World J Urol. 2022 Jun;40(6):1553-1560. doi: 10.1007/s00345-022-03990-9. Epub 2022 Apr 2.
Computerized tomography (CT) is considered indispensable in percutaneous nephrolithotomy (PCNL) planning. We aimed to define the reliability of pre-PCNL CT for planning renal access by assessing renal positional changes between supine and prone CTs.
CT urographies (CTU) of 30 consecutive patients were reviewed for distances upper pole (UP)-diaphragm, UP-diaphragm attachment, renal pelvis (RP)-lateral body wall, RP- posterior body wall, and lower pole (LP)- anterior-superior iliac spine (ASIS). The posterior and lateral renal axes angles were also calculated.
The most consistent overall movement in transition from prone to supine was backward rotation, as demonstrated by a decrease in distance UP-posterior body wall (p = 0.010) and increase in the posterior renal angle (p < 0.0001). This finding correlated with the patient's body mass index (BMI) (p = 0.029). The left kidney was more mobile than the right one, moving significantly for five of the measured parameters compared to the right kidney which moved significantly for only two parameters. The UP-diaphragm distance of the left kidney correlated with age (p = 0.014), the RP-lateral wall distance correlated with previous abdominal surgery (p = 0.006), and the RP-posterior wall distance with BMI (p = 0.017). On the right, the UP-diaphragm distance correlated with gender (p = 0.002) and the lateral renal rotation was smaller (p = 0.046).

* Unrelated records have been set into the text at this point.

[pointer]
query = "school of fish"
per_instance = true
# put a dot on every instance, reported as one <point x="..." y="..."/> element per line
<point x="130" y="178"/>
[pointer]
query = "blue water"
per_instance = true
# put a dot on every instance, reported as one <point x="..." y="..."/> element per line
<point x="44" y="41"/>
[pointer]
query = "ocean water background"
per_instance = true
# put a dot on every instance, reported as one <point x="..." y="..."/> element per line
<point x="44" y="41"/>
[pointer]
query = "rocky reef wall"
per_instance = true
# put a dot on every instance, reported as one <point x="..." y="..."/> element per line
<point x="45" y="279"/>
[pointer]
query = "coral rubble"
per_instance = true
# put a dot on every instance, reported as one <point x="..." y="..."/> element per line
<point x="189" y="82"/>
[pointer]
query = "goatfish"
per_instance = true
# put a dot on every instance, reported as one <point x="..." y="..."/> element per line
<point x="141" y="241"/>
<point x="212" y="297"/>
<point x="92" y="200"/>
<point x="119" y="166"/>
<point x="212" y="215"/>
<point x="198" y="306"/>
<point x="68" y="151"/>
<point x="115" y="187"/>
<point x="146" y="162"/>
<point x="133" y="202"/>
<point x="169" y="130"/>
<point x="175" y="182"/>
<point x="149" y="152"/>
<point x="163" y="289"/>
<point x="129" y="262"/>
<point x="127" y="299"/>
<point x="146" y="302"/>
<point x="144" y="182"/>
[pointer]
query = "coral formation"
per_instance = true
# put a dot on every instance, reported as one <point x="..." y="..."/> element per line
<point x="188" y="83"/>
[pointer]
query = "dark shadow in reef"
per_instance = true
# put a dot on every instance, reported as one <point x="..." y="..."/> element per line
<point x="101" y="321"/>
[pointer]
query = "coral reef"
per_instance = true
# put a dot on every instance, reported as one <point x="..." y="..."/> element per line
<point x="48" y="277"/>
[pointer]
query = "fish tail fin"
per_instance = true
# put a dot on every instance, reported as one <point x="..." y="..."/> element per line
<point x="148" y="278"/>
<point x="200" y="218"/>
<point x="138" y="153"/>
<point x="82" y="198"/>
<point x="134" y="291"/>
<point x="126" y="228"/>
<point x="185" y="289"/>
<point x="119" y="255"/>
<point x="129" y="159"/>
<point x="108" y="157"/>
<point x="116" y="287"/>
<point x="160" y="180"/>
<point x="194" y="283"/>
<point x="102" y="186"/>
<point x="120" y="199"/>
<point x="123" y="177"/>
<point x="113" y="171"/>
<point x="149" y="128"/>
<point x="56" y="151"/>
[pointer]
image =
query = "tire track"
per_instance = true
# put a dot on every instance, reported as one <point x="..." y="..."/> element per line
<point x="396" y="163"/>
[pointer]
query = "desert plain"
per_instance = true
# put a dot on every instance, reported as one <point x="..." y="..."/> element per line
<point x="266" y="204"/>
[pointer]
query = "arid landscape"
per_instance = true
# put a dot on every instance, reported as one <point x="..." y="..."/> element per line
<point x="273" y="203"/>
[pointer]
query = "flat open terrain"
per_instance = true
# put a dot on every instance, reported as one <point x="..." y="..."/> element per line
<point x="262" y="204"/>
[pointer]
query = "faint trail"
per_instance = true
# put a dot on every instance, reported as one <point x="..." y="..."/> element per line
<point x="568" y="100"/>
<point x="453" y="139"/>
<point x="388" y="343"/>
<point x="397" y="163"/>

Kidneys present significant mobility between supine and prone positions. CT assessment should be performed in the position expected during surgery and should be interpreted with caution, while a real-time imaging modality should be used in the operating room.

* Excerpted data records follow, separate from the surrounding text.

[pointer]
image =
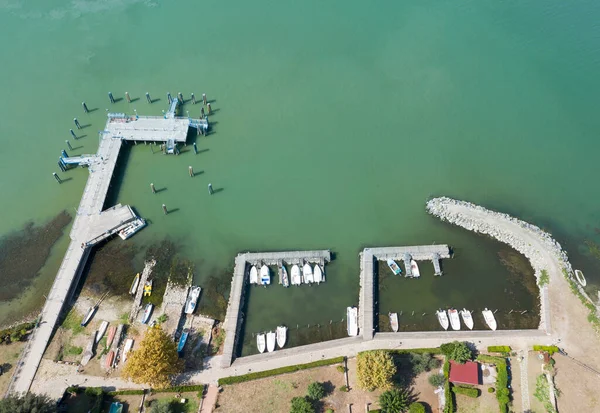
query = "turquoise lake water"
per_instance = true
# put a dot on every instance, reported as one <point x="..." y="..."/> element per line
<point x="334" y="122"/>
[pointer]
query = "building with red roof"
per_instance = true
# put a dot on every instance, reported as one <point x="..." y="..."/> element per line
<point x="467" y="373"/>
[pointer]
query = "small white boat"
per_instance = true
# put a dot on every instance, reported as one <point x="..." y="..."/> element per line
<point x="308" y="275"/>
<point x="127" y="348"/>
<point x="296" y="276"/>
<point x="454" y="319"/>
<point x="285" y="280"/>
<point x="580" y="278"/>
<point x="132" y="228"/>
<point x="394" y="267"/>
<point x="281" y="336"/>
<point x="261" y="342"/>
<point x="101" y="331"/>
<point x="135" y="284"/>
<point x="265" y="275"/>
<point x="192" y="300"/>
<point x="271" y="337"/>
<point x="318" y="274"/>
<point x="253" y="275"/>
<point x="443" y="318"/>
<point x="490" y="320"/>
<point x="414" y="269"/>
<point x="352" y="321"/>
<point x="394" y="321"/>
<point x="88" y="316"/>
<point x="147" y="313"/>
<point x="467" y="318"/>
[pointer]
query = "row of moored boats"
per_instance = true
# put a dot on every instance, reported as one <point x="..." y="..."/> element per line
<point x="307" y="274"/>
<point x="267" y="341"/>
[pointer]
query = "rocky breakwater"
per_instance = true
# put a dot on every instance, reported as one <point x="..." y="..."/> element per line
<point x="544" y="252"/>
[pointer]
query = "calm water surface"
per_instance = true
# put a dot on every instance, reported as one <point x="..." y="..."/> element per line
<point x="334" y="122"/>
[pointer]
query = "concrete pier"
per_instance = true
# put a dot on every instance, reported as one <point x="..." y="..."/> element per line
<point x="242" y="262"/>
<point x="92" y="223"/>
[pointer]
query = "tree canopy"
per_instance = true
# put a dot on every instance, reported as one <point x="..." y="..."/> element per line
<point x="301" y="405"/>
<point x="394" y="401"/>
<point x="155" y="362"/>
<point x="316" y="390"/>
<point x="375" y="370"/>
<point x="457" y="351"/>
<point x="28" y="403"/>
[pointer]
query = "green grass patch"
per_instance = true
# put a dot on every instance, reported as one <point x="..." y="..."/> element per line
<point x="282" y="370"/>
<point x="548" y="349"/>
<point x="73" y="322"/>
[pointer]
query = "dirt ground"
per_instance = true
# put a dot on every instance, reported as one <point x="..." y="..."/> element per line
<point x="273" y="394"/>
<point x="9" y="355"/>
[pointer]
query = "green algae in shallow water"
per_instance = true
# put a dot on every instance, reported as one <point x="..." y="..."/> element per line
<point x="24" y="253"/>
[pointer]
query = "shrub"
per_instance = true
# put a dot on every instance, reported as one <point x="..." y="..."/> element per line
<point x="457" y="351"/>
<point x="437" y="380"/>
<point x="548" y="349"/>
<point x="416" y="407"/>
<point x="316" y="391"/>
<point x="394" y="401"/>
<point x="499" y="349"/>
<point x="467" y="391"/>
<point x="275" y="372"/>
<point x="374" y="370"/>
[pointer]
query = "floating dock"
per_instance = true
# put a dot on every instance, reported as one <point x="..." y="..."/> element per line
<point x="368" y="256"/>
<point x="233" y="318"/>
<point x="92" y="223"/>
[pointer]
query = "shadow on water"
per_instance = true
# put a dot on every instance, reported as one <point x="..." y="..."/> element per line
<point x="117" y="180"/>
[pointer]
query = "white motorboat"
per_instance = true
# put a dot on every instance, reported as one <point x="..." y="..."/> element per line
<point x="253" y="275"/>
<point x="414" y="268"/>
<point x="101" y="331"/>
<point x="261" y="342"/>
<point x="265" y="275"/>
<point x="394" y="321"/>
<point x="394" y="267"/>
<point x="467" y="318"/>
<point x="443" y="318"/>
<point x="132" y="228"/>
<point x="285" y="280"/>
<point x="271" y="338"/>
<point x="454" y="319"/>
<point x="352" y="321"/>
<point x="192" y="300"/>
<point x="147" y="313"/>
<point x="318" y="274"/>
<point x="127" y="348"/>
<point x="296" y="276"/>
<point x="135" y="284"/>
<point x="490" y="320"/>
<point x="308" y="275"/>
<point x="281" y="336"/>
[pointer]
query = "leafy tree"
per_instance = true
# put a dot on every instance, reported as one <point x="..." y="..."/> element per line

计算机断层扫描(CT)被认为是经皮肾镜取石术(PCNL)规划中不可或缺的。我们旨在通过评估仰卧位和俯卧位 CT 之间肾脏位置的变化来确定 PCNL 前 CT 对规划肾脏入路的可靠性。
回顾了 30 例连续患者的 CT 尿路造影(CTU),以评估上极(UP)-膈肌、UP-膈肌附着处、肾盂(RP)-侧体壁、RP-后体壁和下极(LP)-前上髂嵴(ASIS)之间的距离。还计算了后肾轴和侧肾轴角度。

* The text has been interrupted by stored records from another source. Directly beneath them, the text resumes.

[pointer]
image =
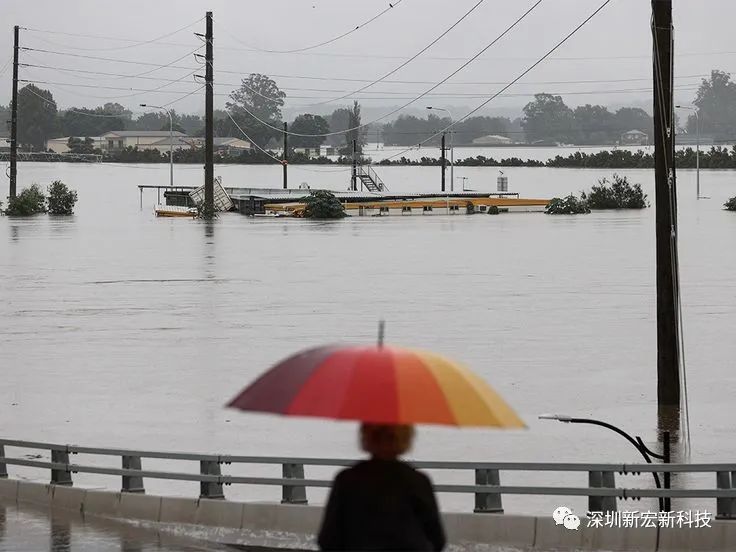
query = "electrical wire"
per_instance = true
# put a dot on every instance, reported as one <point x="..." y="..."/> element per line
<point x="99" y="49"/>
<point x="448" y="77"/>
<point x="313" y="46"/>
<point x="412" y="58"/>
<point x="518" y="78"/>
<point x="279" y="161"/>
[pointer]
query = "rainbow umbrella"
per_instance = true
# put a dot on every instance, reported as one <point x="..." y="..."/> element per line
<point x="377" y="384"/>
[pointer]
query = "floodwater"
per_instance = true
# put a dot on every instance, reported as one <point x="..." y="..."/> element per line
<point x="118" y="329"/>
<point x="36" y="530"/>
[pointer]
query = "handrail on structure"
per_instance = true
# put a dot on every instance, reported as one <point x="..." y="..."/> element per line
<point x="601" y="490"/>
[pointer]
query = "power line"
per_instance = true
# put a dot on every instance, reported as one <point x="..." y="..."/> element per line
<point x="323" y="43"/>
<point x="448" y="77"/>
<point x="415" y="56"/>
<point x="530" y="83"/>
<point x="99" y="49"/>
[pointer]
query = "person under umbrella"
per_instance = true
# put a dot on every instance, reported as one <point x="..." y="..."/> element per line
<point x="381" y="503"/>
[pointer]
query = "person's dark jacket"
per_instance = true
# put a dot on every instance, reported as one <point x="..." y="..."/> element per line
<point x="381" y="505"/>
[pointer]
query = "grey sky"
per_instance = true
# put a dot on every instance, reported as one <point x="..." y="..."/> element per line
<point x="618" y="39"/>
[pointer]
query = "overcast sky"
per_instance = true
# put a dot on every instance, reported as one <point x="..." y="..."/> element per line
<point x="614" y="46"/>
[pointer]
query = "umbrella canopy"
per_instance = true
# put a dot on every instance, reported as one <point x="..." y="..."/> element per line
<point x="378" y="384"/>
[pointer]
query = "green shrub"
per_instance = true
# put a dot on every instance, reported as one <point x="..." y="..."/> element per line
<point x="61" y="199"/>
<point x="619" y="194"/>
<point x="321" y="204"/>
<point x="29" y="202"/>
<point x="569" y="205"/>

从俯卧位到仰卧位过渡时,最一致的整体运动是向后旋转,表现为 UP-后体壁距离减小(p=0.010)和后肾角增大(p<0.0001)。这一发现与患者的体重指数(BMI)相关(p=0.029)。左肾比右肾更活跃,与右肾相比,有五个测量参数显著移动,而右肾仅两个参数显著移动。左肾 UP-膈肌距离与年龄相关(p=0.014),RP-侧壁距离与既往腹部手术相关(p=0.006),RP-后壁距离与 BMI 相关(p=0.017)。在右侧,UP-膈肌距离与性别相关(p=0.002),侧肾旋转较小(p=0.046)。
肾脏在仰卧位和俯卧位之间存在显著的活动性。CT 评估应在手术预期位置进行,并应谨慎解读,同时应在手术室使用实时成像模式。